Au contraire, le portrait-robot d’un médicament en pénurie est celui d’un produit ancien (75% sont commercialisés depuis plus de 20 ans) et vendu peu cher (3/4 coûtent moins de 25 euros, et même 1/4 moins de 4 euros). Les industriels semblent donc bien faire le choix de sécuriser l’approvisionnement des médicaments rentables, au détriment des plus anciens, pourtant toujours indispensables aux usagers.
C’est en effet cette stratégie de rationalisation à tout prix des coûts qui fragilise la chaîne du médicament. Tout d’abord, les industriels ont massivement fait le choix de l’externalisation : 80% du volume de principes actifs est fabriqué en dehors de l’Union européenne, contre 20% il y a 30 ans.
A cela s’ajoute l’ultra fragmentation des étapes d’élaboration des médicaments aboutissant, par effet domino, à l’assèchement total de l’approvisionnement à la suite de la moindre défaillance d’un maillon de la chaîne de production.
A cet ensemble déjà très fragilisé, s’ajoute la volonté des industriels de produire en flux tendu, méthode logiquement incompatible avec les fluctuations imprévues de la demande mondiale. Dans ces conditions, et alors que des relocalisations de production sont enfin envisagées, il serait inacceptable que des subventions publiques soient déviées de leur but par les laboratoires.
Les aides éventuelles doivent aller à la production en Europe des médicaments anciens et à l’utilité démontrée, régulièrement touchés par des pénuries, et non vers les onéreuses innovations thérapeutiques, déjà largement produites en Europe.
La déplorable incurie des pouvoirs publics
Au lieu de développer des mesures de prévention des pénuries, les réponses proposées par les pouvoirs publics sont majoritairement de l’ordre de la gestion, et sont, qui plus est, lacunaires.
Les plans de gestion des pénuries, pourtant désormais obligatoires pour les MITM, souffrent de leur manque d’uniformisation, se construisant au gré des interprétations des laboratoires quant à leur contenu.
Pire, les obligations de service public des industriels semblent de l’ordre de l’anecdote tant le nombre de sanctions prononcées pour rupture de stock est dérisoire : deux seulement contre des laboratoires en 2019, qui plus est pour des montants ridicule (830 euros et 5.807 euros), alors que jamais la situation n’a été aussi préoccupante !

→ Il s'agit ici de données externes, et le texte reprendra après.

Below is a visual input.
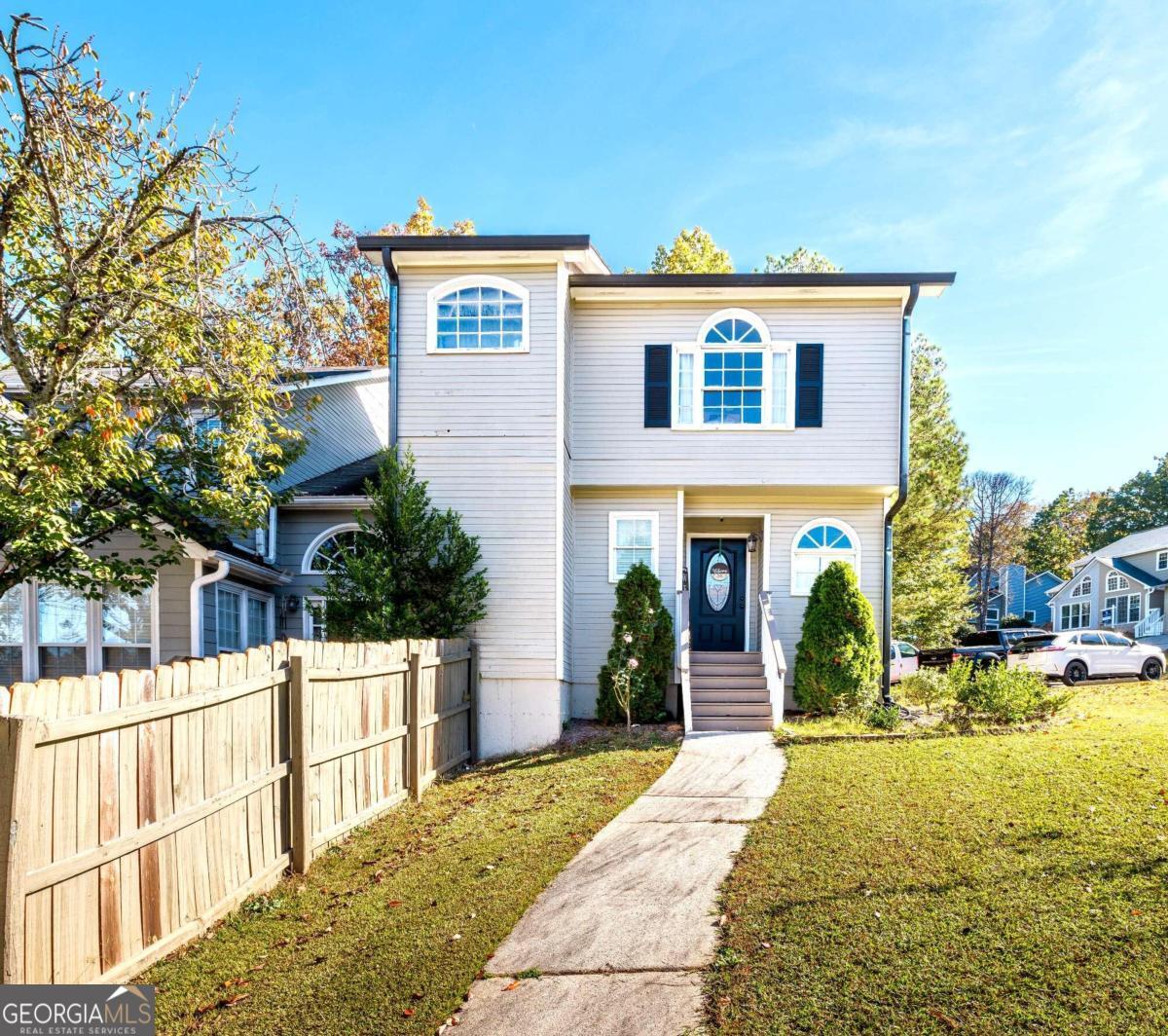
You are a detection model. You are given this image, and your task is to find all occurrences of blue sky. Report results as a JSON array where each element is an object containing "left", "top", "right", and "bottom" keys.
[{"left": 55, "top": 0, "right": 1168, "bottom": 499}]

Il est grand temps de réarmer l’Etat face aux producteurs, en augmentant dans la loi les possibilités de sanction… et en n’ayant pas la main qui tremble à l’heure d’en faire usage.
Même l’élaboration de stocks de médicaments, qui relève pourtant du bon sens, est négligée. Comment accepter qu’aux quatre mois de stocks proposés en décembre par les parlementaires, le gouvernement prévoit de répondre avec un décret (toujours pas publié) n’imposant que deux mois de stocks ? Quand on sait que la durée médiane des ruptures d’approvisionnement en officine est de 8 mois en 2020, le compte n’y est tout simplement pas.
Préoccupée par l’explosion du phénomène des pénuries de médicaments, et par ses conséquences désastreuses pour la santé des usagers, l’UFC-Que Choisir demande :
- L’obligation pour les laboratoires de constituer des stocks suffisants pour répondre aux besoins des usagers du système de santé pour l’ensemble des médicaments d’intérêt thérapeutique majeur ;
- Le renforcement, dans la loi et dans les faits, des sanctions envers les laboratoires négligents dans leur gestion de l’approvisionnement du marché français ;
- Que, si des relocalisations devaient être entreprises grâce à des financements publics, celles-ci ne concernent que des médicaments d’intérêt thérapeutique majeur (MITM), et prioritairement les plus anciens et concernés par des pénuries récurrentes ;
- Le développement d’une production publique de médicaments, à même d’assurer la fabrication continue de ceux délaissés par les laboratoires.